Anyway. History lesson done, and I’ve been keeping my diet going. I am now 45 lbs lighter than I was in March (I gained a little, briefly, over the summer through excessive consumption of nuts), and have just 15 lbs to go – just over a stone (an antiquated and pointless unit of weight used by the British, and the source of the pun used in the title, in case you enjoy having the punch line explained). I am specifically aiming to be exactly 6lbs under my ideal weight, briefly, so that I can be technically referred to as “that thin guy”, at least technically. I am achieving this without starving myself, purely through carefully contrived controls and sheer willpower – I haven’t eaten any cheese, desert, chocolate, or anything remotely unhealthy since March. I ensure that I have 100% of my RDA values of all vitamins, minerals, protein, etc. but I eat mostly salads, soups, and lighter meals. Being semi-vegetarian certainly helps (technically, I’m a pescetarian, since I eat fish/sea food). It feels good.

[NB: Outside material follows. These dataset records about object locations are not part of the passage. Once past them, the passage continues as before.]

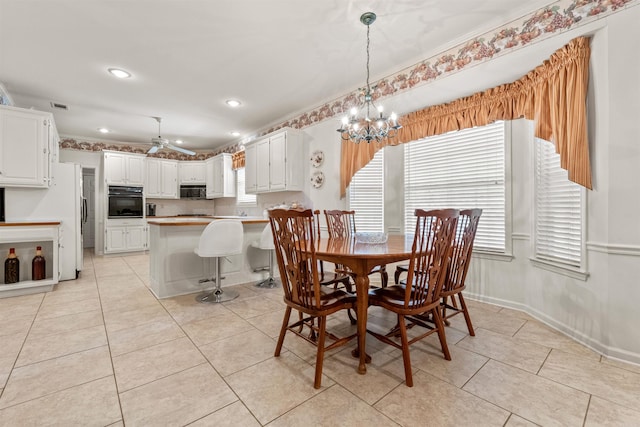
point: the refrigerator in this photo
(63, 201)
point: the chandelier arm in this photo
(357, 128)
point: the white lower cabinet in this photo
(24, 239)
(125, 238)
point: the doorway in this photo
(89, 193)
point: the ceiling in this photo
(278, 57)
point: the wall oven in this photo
(125, 202)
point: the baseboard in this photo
(595, 345)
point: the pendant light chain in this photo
(358, 128)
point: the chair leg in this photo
(467, 318)
(384, 276)
(352, 318)
(437, 318)
(444, 310)
(396, 275)
(283, 330)
(322, 325)
(269, 282)
(406, 357)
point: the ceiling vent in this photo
(59, 106)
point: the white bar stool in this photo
(266, 243)
(221, 238)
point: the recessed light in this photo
(121, 74)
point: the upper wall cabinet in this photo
(162, 179)
(27, 142)
(250, 162)
(220, 177)
(276, 163)
(124, 168)
(192, 172)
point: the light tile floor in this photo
(102, 350)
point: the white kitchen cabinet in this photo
(24, 239)
(124, 168)
(250, 166)
(262, 166)
(278, 163)
(162, 179)
(125, 236)
(26, 141)
(220, 177)
(192, 172)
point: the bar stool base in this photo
(267, 283)
(217, 295)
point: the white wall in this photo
(601, 311)
(91, 159)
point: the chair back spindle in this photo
(462, 249)
(432, 244)
(293, 233)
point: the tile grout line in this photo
(207, 361)
(104, 325)
(13, 366)
(586, 413)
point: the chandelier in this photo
(360, 125)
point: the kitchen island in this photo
(174, 267)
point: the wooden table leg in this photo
(362, 304)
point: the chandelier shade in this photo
(368, 122)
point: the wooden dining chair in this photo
(432, 245)
(293, 234)
(337, 276)
(454, 283)
(342, 224)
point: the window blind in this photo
(558, 215)
(366, 195)
(462, 169)
(243, 199)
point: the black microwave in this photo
(193, 191)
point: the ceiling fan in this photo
(160, 143)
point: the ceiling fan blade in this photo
(182, 150)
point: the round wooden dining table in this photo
(361, 258)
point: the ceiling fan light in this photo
(119, 73)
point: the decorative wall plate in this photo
(317, 179)
(317, 158)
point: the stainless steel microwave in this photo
(193, 191)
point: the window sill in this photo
(493, 256)
(565, 270)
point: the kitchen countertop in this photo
(201, 220)
(27, 223)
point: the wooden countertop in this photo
(173, 221)
(28, 223)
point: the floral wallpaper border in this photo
(543, 23)
(74, 144)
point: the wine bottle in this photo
(12, 268)
(38, 266)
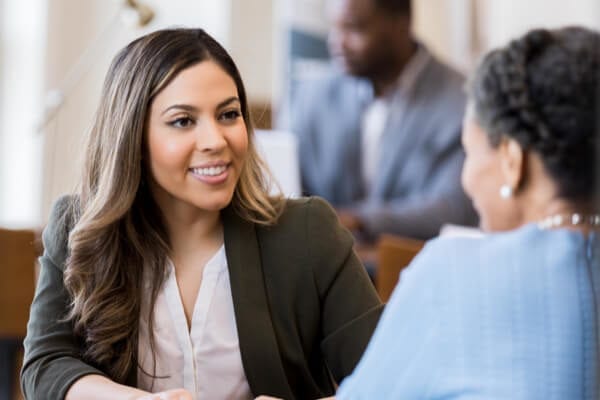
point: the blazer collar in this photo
(258, 344)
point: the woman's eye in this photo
(230, 115)
(183, 122)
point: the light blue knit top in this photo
(508, 316)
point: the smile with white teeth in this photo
(210, 171)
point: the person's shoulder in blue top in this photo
(503, 316)
(515, 314)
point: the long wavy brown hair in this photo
(119, 239)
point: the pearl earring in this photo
(506, 191)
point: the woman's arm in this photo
(52, 361)
(98, 387)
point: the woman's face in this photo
(197, 140)
(482, 178)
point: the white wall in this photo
(460, 30)
(21, 64)
(506, 19)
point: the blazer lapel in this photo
(258, 344)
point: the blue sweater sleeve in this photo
(398, 360)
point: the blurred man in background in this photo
(380, 136)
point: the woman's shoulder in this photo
(525, 246)
(300, 207)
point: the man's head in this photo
(370, 38)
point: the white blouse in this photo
(205, 360)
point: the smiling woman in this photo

Longer term, I’m shooting for exactly 11 stone, or 154lbs. This is on the lower end of my ideal weight, but we all know what happens when we let life intercede with our diets…so I expect a little hysteresis to occur as an alternative to constant hunting iteration[1]. When I said I was no longer the person I used to be – I literally meant what I said. I’ve been the fat geek type, I’ve been the not so fat geek type, and now I’m interested in being the geek with a six pack. Or at least look good in my wet suit. I’m under a 30″ waist at this point.

Facebook readers can follow along with My Diet updates.

Jon.

[0] Don’t ask. It makes the $3,400 I pay each year for auto insurance look pretty good. But it does afford me the ability to randomly drive up to Salem in the middle of the night, like I did last night, for no reason.

[1]. I’m bored. It’s 5am, and I just spent an hour reading through the most dry and boring technical material NOAA and NDBC have to offer, and still couldn’t fall asleep. So, forgive me, that’s an electronics joke, he says, yet again explaining the source of his jokes. Electronic systems frequently make use of hysteresis levels to avoid hunting between various bounded values. You rely on this principle all the time.